Online test-time adaptation for better generalization of interatomic potentials to out-of-distribution data
Machine learning interatomic potentials (MLIPs) enable more efficient molecular dynamics (MD) simulations with ab initio accuracy, which have been used in various domains of physical science. However, distribution shift between training and test data causes deterioration of the test performance of MLIPs, and even leads to collapse of MD simulations.
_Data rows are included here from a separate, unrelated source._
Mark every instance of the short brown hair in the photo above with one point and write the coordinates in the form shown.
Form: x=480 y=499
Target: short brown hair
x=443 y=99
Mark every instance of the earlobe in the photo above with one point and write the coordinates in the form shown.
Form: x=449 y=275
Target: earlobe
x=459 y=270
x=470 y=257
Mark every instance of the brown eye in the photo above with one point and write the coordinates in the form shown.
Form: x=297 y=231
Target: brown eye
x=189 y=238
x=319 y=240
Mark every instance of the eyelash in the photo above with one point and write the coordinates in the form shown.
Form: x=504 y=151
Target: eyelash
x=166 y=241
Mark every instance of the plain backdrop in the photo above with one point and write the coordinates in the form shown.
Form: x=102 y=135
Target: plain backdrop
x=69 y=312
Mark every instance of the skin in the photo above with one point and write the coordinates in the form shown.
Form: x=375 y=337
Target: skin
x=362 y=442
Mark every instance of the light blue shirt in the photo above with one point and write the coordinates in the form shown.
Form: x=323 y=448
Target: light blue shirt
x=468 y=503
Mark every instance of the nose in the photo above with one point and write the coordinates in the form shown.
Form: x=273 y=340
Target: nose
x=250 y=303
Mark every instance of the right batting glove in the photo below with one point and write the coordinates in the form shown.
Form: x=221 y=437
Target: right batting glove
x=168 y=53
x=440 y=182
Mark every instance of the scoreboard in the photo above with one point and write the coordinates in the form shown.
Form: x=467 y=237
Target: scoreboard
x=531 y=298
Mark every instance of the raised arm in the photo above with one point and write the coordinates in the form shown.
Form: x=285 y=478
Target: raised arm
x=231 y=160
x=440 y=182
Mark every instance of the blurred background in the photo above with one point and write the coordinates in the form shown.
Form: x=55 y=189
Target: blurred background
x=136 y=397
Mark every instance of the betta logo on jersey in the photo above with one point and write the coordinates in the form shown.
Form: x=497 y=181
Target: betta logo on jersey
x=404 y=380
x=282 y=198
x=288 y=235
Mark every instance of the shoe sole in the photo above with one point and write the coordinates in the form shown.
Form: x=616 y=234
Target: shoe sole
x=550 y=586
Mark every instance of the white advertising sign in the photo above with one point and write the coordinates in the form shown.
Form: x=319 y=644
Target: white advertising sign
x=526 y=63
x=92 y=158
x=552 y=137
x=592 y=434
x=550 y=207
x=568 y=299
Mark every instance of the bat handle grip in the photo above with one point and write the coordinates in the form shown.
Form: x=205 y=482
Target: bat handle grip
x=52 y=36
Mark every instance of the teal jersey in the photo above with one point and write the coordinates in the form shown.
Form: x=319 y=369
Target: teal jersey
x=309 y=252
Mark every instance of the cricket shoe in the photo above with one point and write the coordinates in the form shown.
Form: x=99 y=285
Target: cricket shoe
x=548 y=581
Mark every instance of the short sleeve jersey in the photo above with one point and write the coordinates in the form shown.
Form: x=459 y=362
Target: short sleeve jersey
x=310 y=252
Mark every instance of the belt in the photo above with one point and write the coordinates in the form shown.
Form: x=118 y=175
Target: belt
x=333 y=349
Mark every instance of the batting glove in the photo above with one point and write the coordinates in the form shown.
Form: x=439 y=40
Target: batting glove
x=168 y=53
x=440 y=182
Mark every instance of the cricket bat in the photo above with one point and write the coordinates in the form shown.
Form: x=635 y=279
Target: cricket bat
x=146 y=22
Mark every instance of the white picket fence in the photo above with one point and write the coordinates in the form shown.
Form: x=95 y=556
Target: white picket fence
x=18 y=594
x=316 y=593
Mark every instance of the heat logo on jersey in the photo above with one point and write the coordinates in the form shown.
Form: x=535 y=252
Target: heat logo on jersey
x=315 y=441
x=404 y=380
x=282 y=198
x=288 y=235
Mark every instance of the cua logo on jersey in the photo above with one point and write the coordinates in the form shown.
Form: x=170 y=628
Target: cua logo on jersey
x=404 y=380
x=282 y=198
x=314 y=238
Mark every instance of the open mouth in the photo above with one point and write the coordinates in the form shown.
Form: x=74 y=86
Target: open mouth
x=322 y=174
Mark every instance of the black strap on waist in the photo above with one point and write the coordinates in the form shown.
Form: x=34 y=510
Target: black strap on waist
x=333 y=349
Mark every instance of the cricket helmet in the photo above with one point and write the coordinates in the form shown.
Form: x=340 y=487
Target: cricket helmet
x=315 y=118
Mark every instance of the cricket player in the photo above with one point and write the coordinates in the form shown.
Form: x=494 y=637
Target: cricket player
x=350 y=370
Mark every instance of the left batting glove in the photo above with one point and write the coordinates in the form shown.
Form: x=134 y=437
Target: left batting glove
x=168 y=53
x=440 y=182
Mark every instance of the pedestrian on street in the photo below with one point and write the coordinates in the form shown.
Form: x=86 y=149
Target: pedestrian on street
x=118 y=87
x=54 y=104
In this work, we propose an online Test-time Adaptation Interatomic Potential (TAIP) framework to improve the generalization on test data. Specifically, we design a dual-level self-supervised learning approach that leverages global structure and atomic local environment information to align the model with the test data. Extensive experiments demonstrate TAIP’s capability to bridge the domain gap between training and test dataset without additional data. TAIP enhances the test performance on various benchmarks, from small molecule datasets to complex periodic molecular systems with various types of elements. TAIP also enables stable MD simulations where the corresponding baseline models collapse. Molecular dynamics simulations using machine learning interatomic potentials often face stability issues due to distribution shifts. Here, the authors develop an online test-time adaptation framework to improve generalization, allowing for more stable simulations without the need for additional training data.